Jun 012018

If you thought ‘Veere Di Wedding’ is about modern women who swear, drink, party, have sex on the rocks, you are right. If you thought it’s just that, you are so wrong. 

Most men are clueless about what goes on in a woman’s mind, in the powder rooms where they rush together in groups, and on an all-women’s WhatsApp chat group. While men celebrate bromance and pride themselves in putting their bros before everything – a rather unhealthy example of which was ‘Sonu Ki Titu Ki Sweety’ in which the bromance translates to a deep distrust of women – women, on the other hand, often act as each other’s support systems without spelling it out in too many words. 

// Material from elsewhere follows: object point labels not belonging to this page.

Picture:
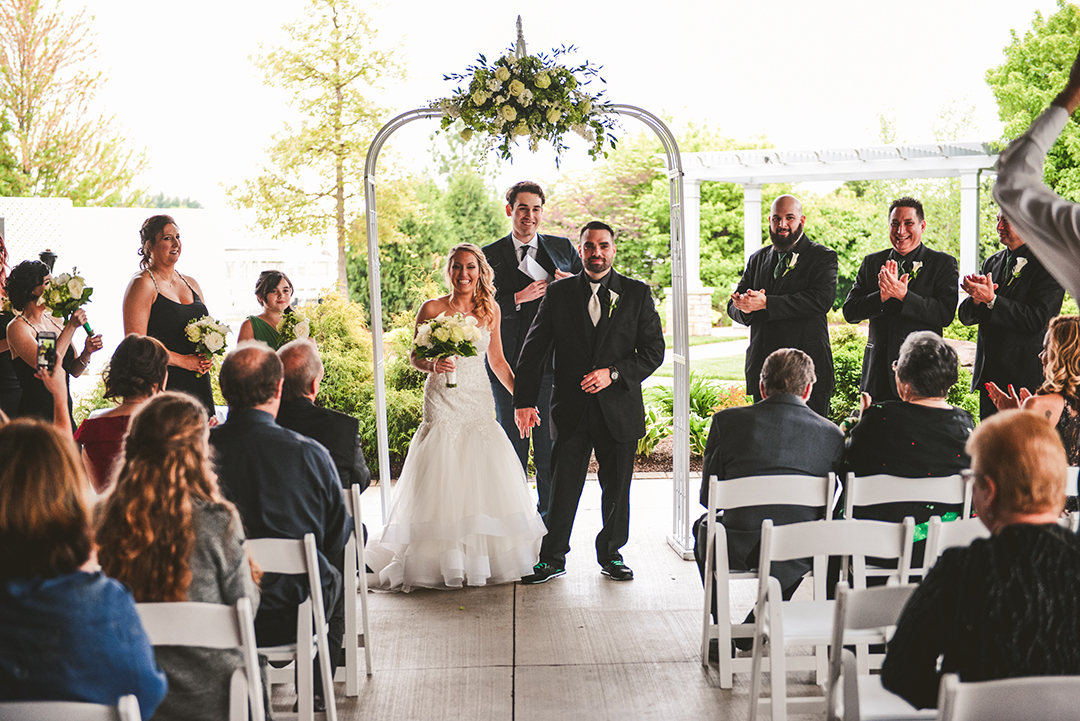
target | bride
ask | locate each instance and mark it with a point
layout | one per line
(462, 512)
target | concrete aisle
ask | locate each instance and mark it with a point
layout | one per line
(579, 647)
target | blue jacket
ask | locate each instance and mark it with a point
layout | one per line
(75, 637)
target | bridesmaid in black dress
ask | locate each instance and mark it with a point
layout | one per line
(24, 286)
(159, 302)
(10, 390)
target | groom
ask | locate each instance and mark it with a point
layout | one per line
(513, 258)
(607, 339)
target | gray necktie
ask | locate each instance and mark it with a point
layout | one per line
(594, 304)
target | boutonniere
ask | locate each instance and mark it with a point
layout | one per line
(791, 263)
(1016, 269)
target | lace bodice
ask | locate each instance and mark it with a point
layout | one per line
(468, 408)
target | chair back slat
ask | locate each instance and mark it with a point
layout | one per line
(881, 488)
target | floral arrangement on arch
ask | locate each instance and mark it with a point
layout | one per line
(529, 96)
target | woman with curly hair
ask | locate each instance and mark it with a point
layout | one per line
(67, 633)
(160, 302)
(137, 370)
(274, 293)
(462, 509)
(169, 534)
(24, 286)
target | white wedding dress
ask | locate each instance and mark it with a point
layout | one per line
(462, 511)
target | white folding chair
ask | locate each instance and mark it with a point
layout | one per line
(1043, 697)
(355, 595)
(213, 626)
(126, 709)
(859, 612)
(959, 532)
(793, 490)
(882, 488)
(296, 557)
(810, 623)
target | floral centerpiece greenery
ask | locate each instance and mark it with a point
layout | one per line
(65, 294)
(529, 96)
(208, 336)
(445, 337)
(293, 326)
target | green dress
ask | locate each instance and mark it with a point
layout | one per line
(265, 331)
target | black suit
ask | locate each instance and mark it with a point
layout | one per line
(778, 435)
(629, 338)
(552, 253)
(337, 432)
(795, 315)
(930, 304)
(1010, 335)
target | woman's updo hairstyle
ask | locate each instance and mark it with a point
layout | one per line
(23, 280)
(148, 236)
(138, 364)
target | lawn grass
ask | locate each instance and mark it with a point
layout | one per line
(703, 340)
(724, 368)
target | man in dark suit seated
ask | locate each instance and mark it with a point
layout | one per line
(337, 432)
(779, 435)
(284, 486)
(906, 288)
(1012, 302)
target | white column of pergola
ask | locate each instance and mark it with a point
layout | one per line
(753, 168)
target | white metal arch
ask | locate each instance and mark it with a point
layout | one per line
(680, 538)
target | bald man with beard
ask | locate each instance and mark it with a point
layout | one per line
(784, 296)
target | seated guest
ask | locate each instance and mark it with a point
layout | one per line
(1058, 397)
(777, 435)
(284, 486)
(1006, 606)
(336, 431)
(170, 535)
(67, 633)
(921, 436)
(138, 369)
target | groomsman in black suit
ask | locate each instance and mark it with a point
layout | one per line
(607, 339)
(518, 296)
(1012, 301)
(907, 288)
(784, 296)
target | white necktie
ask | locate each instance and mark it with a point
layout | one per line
(594, 304)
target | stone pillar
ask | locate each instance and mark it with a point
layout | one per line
(969, 222)
(752, 219)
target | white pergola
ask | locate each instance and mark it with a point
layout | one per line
(753, 168)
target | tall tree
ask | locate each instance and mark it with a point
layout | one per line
(1036, 68)
(314, 179)
(58, 146)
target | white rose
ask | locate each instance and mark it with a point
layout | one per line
(214, 342)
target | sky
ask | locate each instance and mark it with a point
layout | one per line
(805, 75)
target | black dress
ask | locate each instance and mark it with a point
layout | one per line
(167, 323)
(10, 389)
(37, 402)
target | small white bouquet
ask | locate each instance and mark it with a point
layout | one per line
(65, 294)
(293, 326)
(446, 337)
(208, 336)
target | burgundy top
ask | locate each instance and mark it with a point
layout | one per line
(103, 440)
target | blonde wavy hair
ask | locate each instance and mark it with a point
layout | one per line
(484, 295)
(146, 533)
(1063, 357)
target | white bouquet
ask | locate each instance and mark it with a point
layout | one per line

'Veere Di Wedding' Is An Entertaining Watch That's As Much For Men As It's For Women © Balaji Motion Pictures

Director Shashanka Ghosh’s attempt to take us into the world of the urban Indian woman, who is unapologetically herself (or at least tries to be most of the time), is commendable despite its obvious flaws. It’s a film about women, but men feature prominently in the narrative through the female protagonists and that is one reason why this film is not just for female audiences. All you men wanting to understand your women better, give this film a try. There’s more beyond the Hindi ‘gaalis’ and sexy lingerie. 

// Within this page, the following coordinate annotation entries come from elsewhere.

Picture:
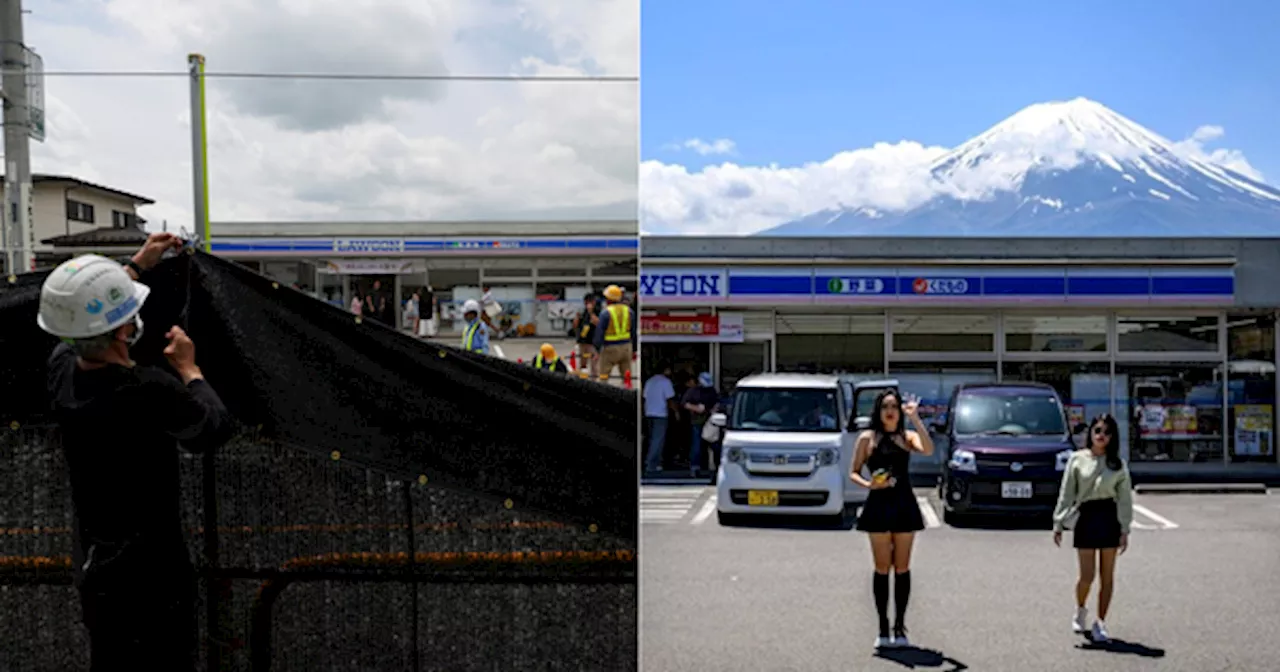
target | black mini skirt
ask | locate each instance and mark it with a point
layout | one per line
(1098, 525)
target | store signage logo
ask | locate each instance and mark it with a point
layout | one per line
(368, 245)
(682, 284)
(940, 286)
(855, 286)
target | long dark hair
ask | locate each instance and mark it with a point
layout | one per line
(1112, 449)
(878, 423)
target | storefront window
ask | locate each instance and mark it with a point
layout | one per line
(1252, 388)
(1169, 412)
(1083, 387)
(944, 333)
(1040, 333)
(831, 343)
(1168, 334)
(740, 360)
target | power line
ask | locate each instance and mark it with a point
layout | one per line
(344, 77)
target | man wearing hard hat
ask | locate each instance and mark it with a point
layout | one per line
(475, 336)
(616, 334)
(120, 426)
(548, 360)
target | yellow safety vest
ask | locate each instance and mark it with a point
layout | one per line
(469, 337)
(620, 324)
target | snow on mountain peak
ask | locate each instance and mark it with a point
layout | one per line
(1063, 136)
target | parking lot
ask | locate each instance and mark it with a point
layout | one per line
(1198, 590)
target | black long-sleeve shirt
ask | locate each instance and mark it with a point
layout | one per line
(120, 430)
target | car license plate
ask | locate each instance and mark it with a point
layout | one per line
(1015, 490)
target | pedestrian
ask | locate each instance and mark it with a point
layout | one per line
(1096, 501)
(891, 515)
(615, 336)
(548, 360)
(584, 330)
(659, 405)
(475, 334)
(120, 428)
(699, 400)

Of course, you have to ignore the blatant chinks in the armour of this #NotAChickFlick. Look beyond the perfect outfits, the extravagant homes and the lavish Thailand holiday (wish we had friends who’d gift us holidays too). 

The storyline is simple – 4 friends, 4 romantic plots. All the 4 girls (played by Kareena Kapoor, Swara Bhaskar, Sonak K Ahuja and Shikha Talsania) are different individuals (trying their best to maintain their individuality in a society trying hard to fit them into the standard roles of mother, daughter, wife and ‘bahu’) with a different set of problems. What’s fresh is their take on the problems. 

'Veere Di Wedding' Is An Entertaining Watch That's As Much For Men As It's For Women © Balaji Motion Pictures

It comes a lot close to how the modern Indian woman living in a metropolitan city deals with things, if you ignore the fancy clothes and cars, that is (hey, it’s Bollywood). They swear, they drink, they have random one-night stands, they make their own mistakes – the premise of the movie being what Kalindi’s (played by Kareena) mother says about letting her daughter make her own decisions even if they be bad decisions. 

That is the film for you in a nutshell – women just want to be, just like men, and make their own decisions whether good or bad. Add to it a desi backdrop of Indian aunties and uncles of West Delhi and South Delhi coming together, and you get a rather entertaining 2 hours 15 minutes. 

Talking about performances, Swara Bhasker stands out with her confident portrayal of the girl who gives the society a middle finger, even at the cost of losing her face among the middle-aged aunties hungry for gossip and moral policing. Shikha Talsania too keeps it real, but the character hasn’t been drawn to detail. Kareena shines as the beautiful Kalindi but the performance is lacklustre – Geet in ‘Jab We Met’ was way more realistically portrayed than Kalindi whose diva-esque personality overshadows her lines way too much. Sonam too falls short of matching up to Swara and Shikha as a convincing ‘veera’. 

'Veere Di Wedding' Is An Entertaining Watch That's As Much For Men As It's For Women © Balaji Motion Pictures

The movie is not without flaws, of course. Swara Bhasker’s guilt over masturbation seems a tad misplaced and doesn’t fit the otherwise independent character of a woman who parties, drinks and does whatever the fu*k she wants. So does the girls’ reaction to it.  The women’s issues revolve around men, yes, but it is a film about women wanting to sort out their lives through men? No. Despite her guilt, her decision to choose her pleasure over her husband’s is a revolutionary take for Bollywood where the female lead is more often an object of desire rather than a source of it. We have here a champion (albeit a meek one) of the female orgasm, or as she says in the movie, ‘charamsukh’. 

Funny, non-preachy, refreshingly modern (we’re so glad they didn’t beep out the abuses and the skin) and very Delhi – the movie is a breath of fresh air for women, and probably a culture shock for the aunties who roll their eyes every time they see their neighbour’s daughter returning from a party at dawn. Which is exactly why you should take your mummies and daddies and brothers to watch this film. If your girlfriend insists you accompany her to watch it, please tag along.